Model: efficientnet_b0

Loss function: commonly cross-entropy loss for classification.

Optimizer: e.g. SGD or Adam, we used Adam

An **epoch** is one full pass through the training dataset.

The data is divided into **batches** for efficiency.

For each batch:

* Forward Pass: Pass input data through the model to get predictions.

* Loss Calculation: Compare predictions to true labels using the loss function.

* Backward Pass: Compute gradients using backpropagation.

* Optimizer Step: Update model weights using the optimizer.

* (Optional) Track accuracy or other metrics.

After each epoch, evaluate the model on a validation set to monitor generalization.

In [None]:
# Simple training loop
num_epochs = 5
train_losses, val_losses = [], []

device = torch.device("cuda:0" if torch.cuda.is_available() else "cpu")

model = SimpleTrafficSignClassifier(num_classes=61)
model.to(device)

criterion = nn.CrossEntropyLoss()
optimizer = optim.Adam(model.parameters(), lr=0.001)

for epoch in range(num_epochs):
    # Training phase
    model.train()
    running_loss = 0.0
    for images, labels in tqdm(train_loader, desc='Training loop'):
        # Move inputs and labels to the device
        images, labels = images.to(device), labels.to(device)

        optimizer.zero_grad()
        outputs = model(images)
        loss = criterion(outputs, labels)
        loss.backward() # using weights
        optimizer.step()
        running_loss += loss.item() * labels.size(0)
    train_loss = running_loss / len(train_loader.dataset)
    train_losses.append(train_loss)

    # Validation phase
    model.eval()
    running_loss = 0.0
    with torch.no_grad():
        for images, labels in tqdm(val_loader, desc='Validation loop'):
            # Move inputs and labels to the device
            images, labels = images.to(device), labels.to(device)

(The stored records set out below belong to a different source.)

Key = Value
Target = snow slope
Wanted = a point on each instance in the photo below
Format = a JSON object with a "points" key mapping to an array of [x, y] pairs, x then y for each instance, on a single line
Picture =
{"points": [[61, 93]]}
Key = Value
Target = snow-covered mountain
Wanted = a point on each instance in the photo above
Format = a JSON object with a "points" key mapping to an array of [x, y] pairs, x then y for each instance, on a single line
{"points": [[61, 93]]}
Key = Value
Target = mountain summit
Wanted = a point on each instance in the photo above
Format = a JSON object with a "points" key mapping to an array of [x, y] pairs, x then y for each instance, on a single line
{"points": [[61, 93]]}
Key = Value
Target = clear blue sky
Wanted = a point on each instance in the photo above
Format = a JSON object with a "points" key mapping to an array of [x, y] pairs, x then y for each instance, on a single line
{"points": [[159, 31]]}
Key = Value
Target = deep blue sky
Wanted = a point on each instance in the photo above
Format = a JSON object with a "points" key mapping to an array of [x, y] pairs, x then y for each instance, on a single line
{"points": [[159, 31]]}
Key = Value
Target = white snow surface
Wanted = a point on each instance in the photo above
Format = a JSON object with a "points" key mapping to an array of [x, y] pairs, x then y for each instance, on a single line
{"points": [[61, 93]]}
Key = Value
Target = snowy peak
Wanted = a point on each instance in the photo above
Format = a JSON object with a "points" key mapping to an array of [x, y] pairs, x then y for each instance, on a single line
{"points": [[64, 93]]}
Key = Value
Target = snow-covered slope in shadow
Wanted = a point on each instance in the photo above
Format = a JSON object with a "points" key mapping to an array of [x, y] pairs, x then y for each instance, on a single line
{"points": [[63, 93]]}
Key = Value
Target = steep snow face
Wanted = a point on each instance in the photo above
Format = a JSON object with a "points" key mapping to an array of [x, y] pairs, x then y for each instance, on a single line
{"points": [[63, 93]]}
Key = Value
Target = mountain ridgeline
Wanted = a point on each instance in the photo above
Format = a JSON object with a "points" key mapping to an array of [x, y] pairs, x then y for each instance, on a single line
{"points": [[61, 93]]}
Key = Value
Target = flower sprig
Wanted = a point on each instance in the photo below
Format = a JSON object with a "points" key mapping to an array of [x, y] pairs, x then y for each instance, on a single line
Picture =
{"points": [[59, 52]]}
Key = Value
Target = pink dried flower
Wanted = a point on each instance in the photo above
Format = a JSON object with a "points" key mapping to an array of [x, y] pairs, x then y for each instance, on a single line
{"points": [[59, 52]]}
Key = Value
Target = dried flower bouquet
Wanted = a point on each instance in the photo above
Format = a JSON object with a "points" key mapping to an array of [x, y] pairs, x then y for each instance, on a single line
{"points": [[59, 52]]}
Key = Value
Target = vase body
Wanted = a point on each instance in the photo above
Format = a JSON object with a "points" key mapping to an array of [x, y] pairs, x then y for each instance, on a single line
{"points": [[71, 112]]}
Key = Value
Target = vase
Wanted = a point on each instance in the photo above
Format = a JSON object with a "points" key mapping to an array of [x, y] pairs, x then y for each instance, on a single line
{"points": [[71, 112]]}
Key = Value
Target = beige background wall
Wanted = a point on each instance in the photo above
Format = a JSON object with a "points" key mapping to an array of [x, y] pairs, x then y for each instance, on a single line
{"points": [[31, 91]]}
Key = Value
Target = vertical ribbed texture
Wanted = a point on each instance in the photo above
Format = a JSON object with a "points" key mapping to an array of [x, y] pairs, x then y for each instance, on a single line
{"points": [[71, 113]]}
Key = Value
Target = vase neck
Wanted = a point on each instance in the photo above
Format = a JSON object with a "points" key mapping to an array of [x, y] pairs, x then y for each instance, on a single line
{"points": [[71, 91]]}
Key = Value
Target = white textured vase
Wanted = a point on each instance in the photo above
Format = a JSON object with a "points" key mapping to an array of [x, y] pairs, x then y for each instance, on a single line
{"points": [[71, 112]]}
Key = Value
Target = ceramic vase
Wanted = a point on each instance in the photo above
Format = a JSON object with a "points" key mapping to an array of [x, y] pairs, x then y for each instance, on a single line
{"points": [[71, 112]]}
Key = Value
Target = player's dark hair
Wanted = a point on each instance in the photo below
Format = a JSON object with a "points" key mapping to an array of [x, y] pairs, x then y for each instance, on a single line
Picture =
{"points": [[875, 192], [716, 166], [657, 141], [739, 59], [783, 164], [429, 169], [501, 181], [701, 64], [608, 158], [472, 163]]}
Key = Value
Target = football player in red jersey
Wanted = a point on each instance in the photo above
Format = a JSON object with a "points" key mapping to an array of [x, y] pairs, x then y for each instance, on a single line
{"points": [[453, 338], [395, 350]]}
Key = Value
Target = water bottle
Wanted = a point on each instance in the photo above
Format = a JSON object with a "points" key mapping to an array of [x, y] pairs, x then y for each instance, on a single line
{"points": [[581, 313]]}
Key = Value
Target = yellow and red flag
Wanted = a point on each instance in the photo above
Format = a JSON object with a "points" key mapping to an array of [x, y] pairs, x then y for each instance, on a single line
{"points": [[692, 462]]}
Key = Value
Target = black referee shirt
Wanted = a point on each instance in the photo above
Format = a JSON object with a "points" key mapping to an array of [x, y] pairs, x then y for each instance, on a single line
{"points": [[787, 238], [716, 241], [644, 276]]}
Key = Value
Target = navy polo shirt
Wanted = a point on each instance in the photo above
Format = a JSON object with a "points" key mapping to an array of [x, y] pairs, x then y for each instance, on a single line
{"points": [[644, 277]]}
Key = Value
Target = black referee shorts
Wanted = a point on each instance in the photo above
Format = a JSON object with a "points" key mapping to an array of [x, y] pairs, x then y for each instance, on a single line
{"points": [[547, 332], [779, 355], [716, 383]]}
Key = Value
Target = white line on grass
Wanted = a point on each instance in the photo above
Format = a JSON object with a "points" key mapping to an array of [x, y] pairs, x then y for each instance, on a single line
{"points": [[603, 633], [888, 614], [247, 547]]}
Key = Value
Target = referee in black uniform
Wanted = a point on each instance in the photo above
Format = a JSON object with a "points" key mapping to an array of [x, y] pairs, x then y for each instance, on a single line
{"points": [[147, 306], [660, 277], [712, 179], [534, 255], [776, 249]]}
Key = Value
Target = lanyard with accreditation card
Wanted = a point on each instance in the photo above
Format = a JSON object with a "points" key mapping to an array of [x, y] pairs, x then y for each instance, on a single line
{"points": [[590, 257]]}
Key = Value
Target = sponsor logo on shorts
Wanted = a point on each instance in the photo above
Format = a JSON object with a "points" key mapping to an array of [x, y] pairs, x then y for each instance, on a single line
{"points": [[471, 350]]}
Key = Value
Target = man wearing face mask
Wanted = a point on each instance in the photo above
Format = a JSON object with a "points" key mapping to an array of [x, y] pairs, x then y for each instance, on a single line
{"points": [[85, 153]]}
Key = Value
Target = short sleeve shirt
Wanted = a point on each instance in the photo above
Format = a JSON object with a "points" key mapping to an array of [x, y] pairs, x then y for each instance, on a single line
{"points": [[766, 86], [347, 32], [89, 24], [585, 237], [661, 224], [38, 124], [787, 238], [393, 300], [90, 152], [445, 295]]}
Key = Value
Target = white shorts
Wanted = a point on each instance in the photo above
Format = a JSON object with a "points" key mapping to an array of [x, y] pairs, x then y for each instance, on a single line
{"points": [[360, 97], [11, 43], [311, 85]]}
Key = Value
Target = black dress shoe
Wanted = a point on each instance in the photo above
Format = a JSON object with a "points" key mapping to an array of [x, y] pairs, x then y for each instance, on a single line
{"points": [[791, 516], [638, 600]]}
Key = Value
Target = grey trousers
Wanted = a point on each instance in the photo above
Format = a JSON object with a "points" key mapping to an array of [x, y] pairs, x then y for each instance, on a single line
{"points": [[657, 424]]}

            outputs = model(images)
            loss = criterion(outputs, labels)
            running_loss += loss.item() * labels.size(0)
    val_loss = running_loss / len(val_loader.dataset)
    val_losses.append(val_loss)
    print(f"Epoch {epoch+1}/{num_epochs} - Train loss: {train_loss}, Validation loss: {val_loss}")

In [None]:
plt.plot(train_losses, label='Training loss')
plt.plot(val_losses, label='Validation loss')
plt.legend()
plt.title("Loss over epochs")
plt.show()


Training loss:

*   is the error calculated on the same data the model is being trained on.
*   used to optimize the model's calculated parameters during the training process, aiming to minimize the value
*   decreseaing values indicate  that the model is learning effectively


Validation loss:

*   is the error calculated on a separated dataset, that the model has not seen during the training
*   decreasing values indicate that the model is generalizing well on unseen data
*   increasing value or plateauing while the training loss decreases, may indicate overfitting

Intrepretation: overfitting, probably due to using validation data from the TEST data (?)